Tuesday, June 29, 2010

That XKCD 619 feeling

A Linux advocate says:

The case for using Apple software of Microsoft Windows for something is so slim it tends to sound like the techno lust (sooo shiny ...) or the machinations of a mad man (I HAVE TO HAVE IE!!!!!).

Ah yes, I'm getting that XKCD 619 feeling again, where Linux advocates say about usable user interfaces, "why would anybody want that?!". I've been using and developing for Linux since 1995, so I'm not exactly a newbie. I have the latest Ubuntu on my big Linux development machine (the latest Fedora is similar in my experience) and you know the latest Ubuntu desktop with a high-end graphics card reminds me of? It's as if someone had described MacOS and Windows 7 to engineers in the old Soviet Union, and they sat down and wrote their own clunky half-a** clone based upon nothing but those descriptions. You can practically hear the clunks of heavy metal and whirring of primitive gyroscopes as you operate it. I'm sorry, but anybody who says that Linux has the usability of MacOS or Windows 7 on the desktop is drinkin' some mighty strong kool-aid.

KDE is a bloated incoherent resource-hogging mess (consider it the Windows Vista of Linux desktops), and Gnome's primitive old-school Windows 95 Meets Motif style desktop is usable compared to the competition only if you have a high-end graphics card and can enable 3D Effects and their CCCP-style Expose' and Spaces clones (I say CCCP-style because they have significant usability issues compared to the real thing). And both are limited by "X" which has significant problems dealing with the modern world and hot-pluggable monitors. As in, it doesn't do it. On the day when you can plug an external monitor into your Linux laptop and have the desktop automagically just extend onto the new monitor, with no "dead spaces" and no problems dragging and dropping things between monitors, let me know. Right now, due to Xinerama basically being abandonware, the only multiple-monitor setup that works properly is nVidia's, and only with two same-sized monitors (otherwise there are created "dead spaces" that can eat your windows so you can't get at them), and only if you manually set it up using nVidia's own setup program. Wow, how competitive with MacBooks (where it Just Works) or Windows 7 (one right-click to get Display Settings, then select "extends desktop" rather than "mirrors desktop" from the Displays options) is that? Err... not!

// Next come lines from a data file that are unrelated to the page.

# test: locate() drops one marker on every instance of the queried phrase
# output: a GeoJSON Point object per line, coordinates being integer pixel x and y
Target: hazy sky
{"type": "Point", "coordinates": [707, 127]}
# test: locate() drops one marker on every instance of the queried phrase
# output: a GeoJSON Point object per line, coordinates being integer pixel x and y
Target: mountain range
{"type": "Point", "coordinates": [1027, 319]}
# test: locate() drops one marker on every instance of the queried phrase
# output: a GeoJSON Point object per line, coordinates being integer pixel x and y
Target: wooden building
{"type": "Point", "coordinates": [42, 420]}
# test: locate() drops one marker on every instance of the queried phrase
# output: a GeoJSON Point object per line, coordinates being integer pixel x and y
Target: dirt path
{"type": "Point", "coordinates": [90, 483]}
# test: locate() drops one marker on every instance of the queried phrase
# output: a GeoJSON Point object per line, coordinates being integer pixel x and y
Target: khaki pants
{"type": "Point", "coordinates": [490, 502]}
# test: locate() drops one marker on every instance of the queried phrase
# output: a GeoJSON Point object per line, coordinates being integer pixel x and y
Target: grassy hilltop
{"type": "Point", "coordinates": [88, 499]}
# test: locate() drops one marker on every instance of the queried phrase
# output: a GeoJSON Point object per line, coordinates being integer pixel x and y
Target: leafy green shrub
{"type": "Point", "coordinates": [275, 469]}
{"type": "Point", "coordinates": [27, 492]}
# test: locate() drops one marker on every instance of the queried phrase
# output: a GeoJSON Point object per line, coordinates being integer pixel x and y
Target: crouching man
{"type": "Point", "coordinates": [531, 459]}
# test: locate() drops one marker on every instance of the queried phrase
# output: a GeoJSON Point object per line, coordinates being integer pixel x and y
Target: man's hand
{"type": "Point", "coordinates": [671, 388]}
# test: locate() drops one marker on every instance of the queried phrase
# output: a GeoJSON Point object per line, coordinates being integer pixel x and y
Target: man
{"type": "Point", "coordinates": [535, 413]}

I use Linux where it is appropriate -- my web and email server is running Linux, and I'm developing on Linux for embedded servers that run Linux. But to say there's no reason to use anything other than Linux is just koolaid-drinking ... and, uhm, for the guy who says his HTC Evo 4G proves FOSS rocks, I might point out that the EVO 4G is running a proprietary closed-source "skin" (HTC's "Sense" UI). Yeah, that's "proof" alright... but maybe not of what the original commenter claimed :).